In the time it takes to sprint the length of the field, Stokley ran Denver out of a crushing loss and into franchise lore. His 87-yard touchdown with 11 seconds left on Sunday provided a 12-7 victory over the Cincinnati Bengals, who are going to need a long time to recover from this one.
"I've never seen anything like that," Bengals quarterback Carson Palmer said. "I've played football since I was 7 or 8, and I've not seen that."
No one had. It was the longest game-winning play from scrimmage in the final minute of the fourth quarter in NFL history, according to the league.
A half hour after it ended, a Bengals fan in an orange Rey Maualuga jersey sat alone in the otherwise empty expanse of green seats behind the end zone, staring at the field, trying to comprehend what had just happened.
One weird bounce had changed everything.
"You know you need a miracle, and that's basically what we got," Stokley said. "When I scored, I just remember it being quiet, and that was a good feeling."
The Broncos felt sick after Cedric Benson's 1-yard run put the Bengals up 7-6 with 38 seconds left. No one felt worse than quarterback Kyle Orton, whose poor judgment had given the Bengals their chance to pull ahead.
Down to desperation, Orton threw a sideline pass that was nearly intercepted. The next play was a throw to the other sideline for Brandon Marshall, who was blanketed. Cornerback Leon Hall cut in front, went up for the ball and tipped it into the air.
The carom went to Stokley, who couldn't believe his luck as he headed for the end zone, running sideways a few steps to kill time before finally crossing in.
"So much went through my head," the receiver said. "I just thought: Get what you can. My mind was racing. What should I do?
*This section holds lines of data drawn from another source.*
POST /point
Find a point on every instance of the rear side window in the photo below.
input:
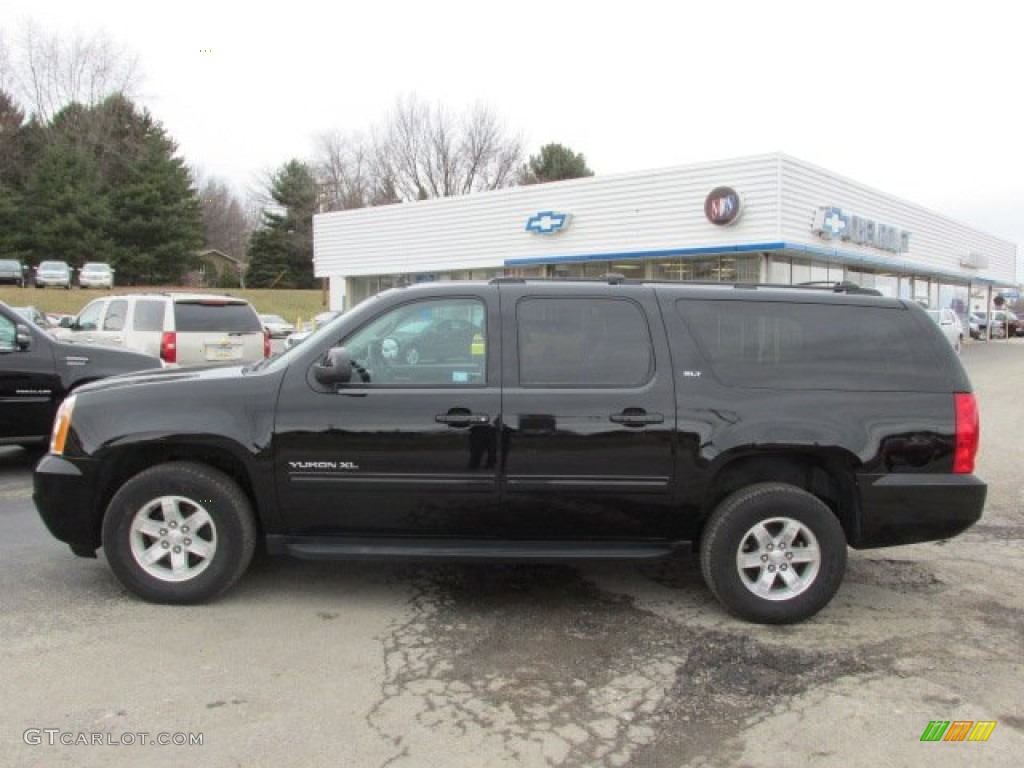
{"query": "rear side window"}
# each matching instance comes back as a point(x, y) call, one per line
point(206, 316)
point(115, 317)
point(589, 342)
point(150, 314)
point(813, 346)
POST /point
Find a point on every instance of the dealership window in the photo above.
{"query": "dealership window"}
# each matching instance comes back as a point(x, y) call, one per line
point(440, 342)
point(779, 270)
point(565, 342)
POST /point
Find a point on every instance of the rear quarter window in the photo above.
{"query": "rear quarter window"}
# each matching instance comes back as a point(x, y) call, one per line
point(783, 345)
point(201, 317)
point(150, 314)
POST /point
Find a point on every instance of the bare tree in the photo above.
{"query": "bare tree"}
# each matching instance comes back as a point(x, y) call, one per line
point(425, 153)
point(345, 172)
point(6, 72)
point(226, 225)
point(52, 72)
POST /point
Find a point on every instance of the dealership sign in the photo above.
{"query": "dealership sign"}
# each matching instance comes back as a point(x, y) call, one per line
point(722, 206)
point(548, 222)
point(835, 223)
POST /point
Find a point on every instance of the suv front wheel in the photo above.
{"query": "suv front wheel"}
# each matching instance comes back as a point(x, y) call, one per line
point(179, 532)
point(773, 553)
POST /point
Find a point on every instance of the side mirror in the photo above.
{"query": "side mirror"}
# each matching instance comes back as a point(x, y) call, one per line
point(23, 337)
point(335, 368)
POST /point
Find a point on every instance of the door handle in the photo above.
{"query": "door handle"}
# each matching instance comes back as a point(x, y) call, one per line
point(636, 417)
point(461, 418)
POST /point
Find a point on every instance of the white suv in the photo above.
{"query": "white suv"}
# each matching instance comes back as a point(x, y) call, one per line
point(181, 329)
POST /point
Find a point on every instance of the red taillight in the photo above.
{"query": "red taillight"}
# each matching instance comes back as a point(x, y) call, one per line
point(169, 347)
point(968, 432)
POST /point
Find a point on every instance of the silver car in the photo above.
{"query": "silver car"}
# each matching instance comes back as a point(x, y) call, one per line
point(181, 329)
point(55, 273)
point(951, 327)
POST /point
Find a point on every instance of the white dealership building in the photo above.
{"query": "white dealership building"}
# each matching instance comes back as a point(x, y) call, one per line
point(769, 218)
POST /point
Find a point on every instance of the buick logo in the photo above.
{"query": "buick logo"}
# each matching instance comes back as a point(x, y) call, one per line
point(722, 207)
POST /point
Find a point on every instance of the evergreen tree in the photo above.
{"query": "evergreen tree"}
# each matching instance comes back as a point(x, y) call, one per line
point(555, 163)
point(281, 252)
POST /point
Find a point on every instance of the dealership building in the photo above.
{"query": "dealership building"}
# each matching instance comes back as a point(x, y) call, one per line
point(769, 218)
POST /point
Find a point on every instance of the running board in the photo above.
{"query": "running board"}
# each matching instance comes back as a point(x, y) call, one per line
point(359, 548)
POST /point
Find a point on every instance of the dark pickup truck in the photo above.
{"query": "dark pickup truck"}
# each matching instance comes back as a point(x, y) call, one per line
point(767, 427)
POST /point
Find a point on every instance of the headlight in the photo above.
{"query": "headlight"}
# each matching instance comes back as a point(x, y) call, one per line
point(60, 426)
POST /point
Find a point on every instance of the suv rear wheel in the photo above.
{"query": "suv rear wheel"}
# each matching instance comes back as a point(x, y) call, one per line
point(773, 553)
point(179, 532)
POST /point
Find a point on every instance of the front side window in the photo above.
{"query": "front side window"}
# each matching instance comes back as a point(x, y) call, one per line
point(8, 335)
point(593, 343)
point(115, 317)
point(89, 318)
point(150, 314)
point(439, 342)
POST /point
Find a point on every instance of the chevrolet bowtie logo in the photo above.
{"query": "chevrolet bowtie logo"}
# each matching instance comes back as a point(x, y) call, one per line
point(548, 222)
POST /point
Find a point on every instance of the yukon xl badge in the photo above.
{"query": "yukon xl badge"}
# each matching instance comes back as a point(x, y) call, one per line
point(323, 465)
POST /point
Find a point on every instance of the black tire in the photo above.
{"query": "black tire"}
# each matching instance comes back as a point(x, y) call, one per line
point(780, 584)
point(208, 558)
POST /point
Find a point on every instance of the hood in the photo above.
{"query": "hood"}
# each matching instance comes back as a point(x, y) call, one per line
point(176, 376)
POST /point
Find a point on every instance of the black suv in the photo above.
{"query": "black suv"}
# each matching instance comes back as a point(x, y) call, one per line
point(37, 372)
point(771, 427)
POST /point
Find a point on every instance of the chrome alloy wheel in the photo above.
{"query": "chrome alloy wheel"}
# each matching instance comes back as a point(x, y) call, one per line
point(173, 539)
point(778, 558)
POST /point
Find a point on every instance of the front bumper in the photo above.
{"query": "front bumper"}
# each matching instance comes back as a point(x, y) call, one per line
point(65, 495)
point(911, 508)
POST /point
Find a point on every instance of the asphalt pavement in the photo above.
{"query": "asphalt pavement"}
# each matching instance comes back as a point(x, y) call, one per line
point(358, 664)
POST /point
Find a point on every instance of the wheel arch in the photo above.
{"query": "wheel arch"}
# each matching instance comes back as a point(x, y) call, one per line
point(127, 461)
point(827, 475)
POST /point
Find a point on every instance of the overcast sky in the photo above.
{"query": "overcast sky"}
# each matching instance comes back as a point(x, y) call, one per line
point(922, 100)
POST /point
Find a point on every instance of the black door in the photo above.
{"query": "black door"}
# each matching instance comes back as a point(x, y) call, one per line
point(589, 415)
point(410, 446)
point(30, 389)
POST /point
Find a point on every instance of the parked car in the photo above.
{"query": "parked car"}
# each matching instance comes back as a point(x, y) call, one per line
point(181, 329)
point(276, 326)
point(768, 428)
point(950, 326)
point(317, 322)
point(431, 340)
point(55, 273)
point(95, 274)
point(1001, 320)
point(34, 315)
point(12, 272)
point(37, 372)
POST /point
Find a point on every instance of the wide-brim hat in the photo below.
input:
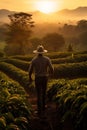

I felt myself pulling away."
Bengals defenders stopped and dropped their heads, unable to fathom the wacky ending. It will go down among the Bengals' worst, along with the time they failed to run out the clock and let San Francisco's Joe Montana throw a winning touchdown pass to Jerry Rice on the game's final play in 1987.
That one was the result of a risky coaching decision. This one came off a bad defensive play -- Hall didn't knock the ball down, and none of the safeties was looking for a possible deflection.
"I've got to knock it to the ground," Hall said, "either that or pick it off."
Instead, the game was left up to chance.
"I've seen some things in football, but never anything quite like this," Broncos running back Correll Buckhalter said.
Orton put the Broncos in line for a kick-to-the-stomach loss in coach Josh McDaniels' regular-season debut. Nursing a dislocated index finger on his right hand, he did just enough to get the Broncos a 6-0 lead heading into the closing minutes.
Then, he had a brain-freeze moment on a warm afternoon, taking a sack that pushed Denver out of range for what could have been a third and clinching field goal by Matt Prater, who had connected from 48 and 50 yards.
Still, the odds seemed to be in Denver's favor. The Bengals had only one first down in the second half against an overhauled defense. Shut down all day, Palmer was perfect in the clutch, completing all six passes on a 91-yard drive to Benson's touchdown run.
Turned out to be just a tease.
"The funniest, weirdest, craziest ending I've ever experienced in football," Benson said.
Tell it to the lone fan in the stands.
- Orton had stitches removed from his index finger after the game and hopes to be able to play next week without wearing a glove. He finished 17 for 28 for 243 yards.
- Marshall, who was suspended during training camp for grousing about not getting traded, had a team-high four catches for 27 yards. He dropped the first ball thrown to him.
- Broncos coaches are 9-0 in their regular season debuts, not counting interim coaches.
- Palmer, who missed the last three preseason games with a sprained left ankle, was 21 of 33 for 247 yards.
- A bad snap botched a Bengals field-goal attempt.
- Cincinnati ran the Wildcat on fourth-and-2 to keep a drive going.
- The crowd of 62,831 was roughly 3,000 less than capacity.